Foley loved the classics and art, hobnobbing with presidents, and his steady rise to power in Congress and diplomacy. He had a fine stereo system in his Capitol office.

He also loved riding horseback in parades and getting his boots dirty in the rolling hills of the Palouse country that his pioneer forebears helped settle.

Foley studied at the feet of the state's two legendary senators, Henry M. Jackson and Warren G. Magnuson. "Scoop" Jackson was his mentor and urged his former aide to run for the House in 1964, which turned out to be a landslide year for Democrats.

Foley worked with leadership to get plum committee assignments. Retirement, new seniority rules, election losses and leadership battles lifted Foley into the Agriculture Committee chairmanship by age 44. He eventually left that post, which he later called his favorite leadership position, to become Democratic whip, the caucus' third ranking post.

Similar good fortune elevated him to majority leader, and the downfall of Jim Wright of Texas lifted him to the speaker's chair, where he served from June 1989 until January 1995.

"I wish I could say it was merit and hard work, but I think so much of what happens in a political career is the result of circumstances that are favorable and opportunities that come about," Foley told the AP in 2003.

He said his proudest achievements were farm bills, hunger programs, civil liberties, environmental legislation and civil rights bills. Helping individual constituents also was satisfying, he said. Even though his views were often considerably to the left of his mostly Republican constituents, he said he tried to stay in touch.
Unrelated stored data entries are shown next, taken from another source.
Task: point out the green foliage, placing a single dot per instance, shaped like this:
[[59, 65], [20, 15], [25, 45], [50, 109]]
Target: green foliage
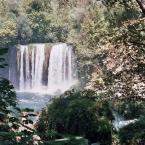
[[131, 109], [133, 134], [76, 113]]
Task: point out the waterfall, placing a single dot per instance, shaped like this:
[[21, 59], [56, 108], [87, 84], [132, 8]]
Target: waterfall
[[37, 66], [22, 82], [62, 71], [45, 69], [31, 67]]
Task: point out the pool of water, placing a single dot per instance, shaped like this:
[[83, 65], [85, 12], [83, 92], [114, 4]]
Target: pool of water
[[33, 100]]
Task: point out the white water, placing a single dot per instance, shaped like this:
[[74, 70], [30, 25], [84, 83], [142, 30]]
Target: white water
[[22, 82], [61, 71], [38, 58], [31, 67]]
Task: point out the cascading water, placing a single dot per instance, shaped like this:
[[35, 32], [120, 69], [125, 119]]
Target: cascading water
[[46, 70], [38, 58], [31, 67], [62, 71]]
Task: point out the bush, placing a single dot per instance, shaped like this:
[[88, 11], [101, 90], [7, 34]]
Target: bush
[[133, 134], [75, 113]]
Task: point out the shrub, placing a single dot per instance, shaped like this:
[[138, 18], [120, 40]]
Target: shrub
[[76, 113]]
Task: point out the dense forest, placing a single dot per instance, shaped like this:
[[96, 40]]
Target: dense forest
[[109, 40]]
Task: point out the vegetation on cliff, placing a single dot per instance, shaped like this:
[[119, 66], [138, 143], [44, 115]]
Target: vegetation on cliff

Sen. Patty Murray, D-Wash., tweeted Friday, "Tom Foley was a tireless, dedicated public servant for WA & the nation. I wouldn't be where I am today w/o his support. He'll be missed."

Cathy McMorris Rodgers, R-Wash., the No. 4 House GOP leader who holds Foley's old eastern Washington seat, called him "an honorable leader and colleague" who was "highly regarded and respected by Democrats and Republicans."

After leaving Congress, he joined a blue chip law firm in Washington, D.C., and earned fees serving on corporate boards. Foley and his wife, Heather, his unpaid political adviser and staff aide, had built their dream home in the capital in 1992.

In 1997, he took one of the most prestigious assignments in diplomacy, ambassador to Japan. A longtime Japan scholar, Foley had been a frequent visitor to that nation, in part to promote the farm products his district produces.

"Diplomacy is not, frankly, very different" from the deal-making, consensus-building and common courtesy that a successful politician needs, he said.

His father, Ralph, was a judge for decades and a school classmate of Bing Crosby's. His mother, Helen, was a teacher.

Foley attended Gonzaga Preparatory School and Gonzaga University in Spokane. He graduated from the University of Washington Law School and worked as a prosecutor and assistant state attorney general and as counsel for Jackson's Senate Interior Committee for three years.

Then came the long House career.

Cornell Clayton, director of the Foley Institute for Public Policy at Washington State University, said that growing up during the Depression and World War II made Foley part of a generation that worked in a more bipartisan manner.

"They saw us all on the same team," Clayton said.